Then a young teacher is found dead, and the only potential witnesses are ten adorable four-year-olds.
Soon it becomes clear that the children are not just witnesses, but also suspects . . . and so are their mothers.
As the police begin to look more closely, the children’s ability to bleed their parents dry becomes deadly serious. Part murder mystery, part motherhood manifesto, Cutting Teeth explores the standards society holds mothers to—along with the ones to which we hold ourselves—and the things no one tells you about becoming a parent.
My two cents worth ...
I can honestly say that Chandler Baker weaves quite an in depth, and pleasantly surprising account of motherhood - the joys, the fears, and the things we never truly admit to anyone else - from the perspective of three very different women. A mother myself, I found a lot of the inner dialogue and conversational pieces relatable, and at some times, laughable for the honesty imbued. I actually think this is where the strength of this book truly lies. The story line, although quirky and somewhat slightly different if you are expecting some sort of supernatural read does ultimately prove to be short of thrills.

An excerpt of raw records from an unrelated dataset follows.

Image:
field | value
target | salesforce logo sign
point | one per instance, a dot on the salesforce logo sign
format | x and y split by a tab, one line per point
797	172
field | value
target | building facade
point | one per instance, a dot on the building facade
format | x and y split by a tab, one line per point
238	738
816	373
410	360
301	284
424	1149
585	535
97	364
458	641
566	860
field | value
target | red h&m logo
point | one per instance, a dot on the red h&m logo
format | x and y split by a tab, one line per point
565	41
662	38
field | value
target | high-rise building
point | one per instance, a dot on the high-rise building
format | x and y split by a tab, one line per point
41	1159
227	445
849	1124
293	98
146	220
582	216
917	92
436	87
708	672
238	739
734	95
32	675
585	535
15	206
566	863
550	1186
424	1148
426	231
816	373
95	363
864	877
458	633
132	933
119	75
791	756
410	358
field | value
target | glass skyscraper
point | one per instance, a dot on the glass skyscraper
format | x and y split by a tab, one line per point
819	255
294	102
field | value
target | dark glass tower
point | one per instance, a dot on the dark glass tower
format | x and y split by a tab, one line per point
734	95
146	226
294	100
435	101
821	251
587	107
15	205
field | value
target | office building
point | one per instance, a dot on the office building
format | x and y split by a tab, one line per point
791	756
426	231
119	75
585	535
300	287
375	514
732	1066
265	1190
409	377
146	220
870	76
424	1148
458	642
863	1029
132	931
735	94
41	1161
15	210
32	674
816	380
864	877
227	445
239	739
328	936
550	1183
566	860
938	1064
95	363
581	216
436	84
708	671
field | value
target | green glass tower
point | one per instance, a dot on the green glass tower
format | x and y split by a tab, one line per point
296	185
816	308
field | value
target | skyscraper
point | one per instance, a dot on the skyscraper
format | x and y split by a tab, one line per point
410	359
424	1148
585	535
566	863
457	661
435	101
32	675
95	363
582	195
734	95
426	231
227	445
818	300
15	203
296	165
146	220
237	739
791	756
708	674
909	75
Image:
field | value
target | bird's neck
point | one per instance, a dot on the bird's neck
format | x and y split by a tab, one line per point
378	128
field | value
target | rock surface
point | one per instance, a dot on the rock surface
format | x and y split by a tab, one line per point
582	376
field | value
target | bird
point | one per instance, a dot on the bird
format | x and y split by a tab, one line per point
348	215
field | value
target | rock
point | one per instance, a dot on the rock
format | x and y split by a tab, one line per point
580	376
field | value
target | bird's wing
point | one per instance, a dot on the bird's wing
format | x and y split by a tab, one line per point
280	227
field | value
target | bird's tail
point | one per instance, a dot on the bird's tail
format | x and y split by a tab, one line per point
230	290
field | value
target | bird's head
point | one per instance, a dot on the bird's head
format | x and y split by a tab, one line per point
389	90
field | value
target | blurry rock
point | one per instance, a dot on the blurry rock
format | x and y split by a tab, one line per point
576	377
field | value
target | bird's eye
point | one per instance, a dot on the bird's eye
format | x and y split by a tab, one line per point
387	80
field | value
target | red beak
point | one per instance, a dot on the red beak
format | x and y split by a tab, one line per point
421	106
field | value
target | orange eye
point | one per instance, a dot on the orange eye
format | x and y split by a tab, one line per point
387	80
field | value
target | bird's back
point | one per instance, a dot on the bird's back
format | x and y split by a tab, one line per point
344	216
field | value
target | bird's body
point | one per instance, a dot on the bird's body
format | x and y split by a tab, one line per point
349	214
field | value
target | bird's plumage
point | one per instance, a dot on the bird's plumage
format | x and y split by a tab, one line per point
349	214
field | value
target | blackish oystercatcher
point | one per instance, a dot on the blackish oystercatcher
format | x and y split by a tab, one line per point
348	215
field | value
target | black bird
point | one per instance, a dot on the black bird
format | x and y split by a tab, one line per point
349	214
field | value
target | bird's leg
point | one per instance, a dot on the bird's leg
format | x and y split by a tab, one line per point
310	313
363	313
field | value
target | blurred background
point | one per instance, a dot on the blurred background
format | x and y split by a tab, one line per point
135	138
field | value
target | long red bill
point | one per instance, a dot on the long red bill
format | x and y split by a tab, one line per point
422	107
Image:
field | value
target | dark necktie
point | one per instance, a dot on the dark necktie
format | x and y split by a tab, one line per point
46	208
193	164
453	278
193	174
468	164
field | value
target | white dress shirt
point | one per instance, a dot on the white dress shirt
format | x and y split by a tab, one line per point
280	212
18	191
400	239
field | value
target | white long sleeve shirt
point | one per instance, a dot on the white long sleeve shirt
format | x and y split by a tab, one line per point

Without revealing too much of the story, the characters unfold with a level of predictability that offers very little for the reader to figure out. About halfway through this book I knew "who'd done it", but still found myself wanting to understand how the children craving blood tied in with everything unfolding.
The author, although very clever with their formation of characters and creating a true believability, unfortunately fails to bring a sense of relevance to the overarching story. Where I'd hoped for the supernatural element of blood craving to be further developed, it merely operated as a side car to the real vehicle of this novel - the who done it.
With a very real skill in crafting relatable characters and relationships, this author tipped the scales from a mediocre read to something closer to intriguing. If you are searching for something highly thrilling and dripping in darkness, then this novel is not quite the page turner. That being said, the candid and astonishingly inciteful deep dive into the working minds of motherhood is worth the read alone.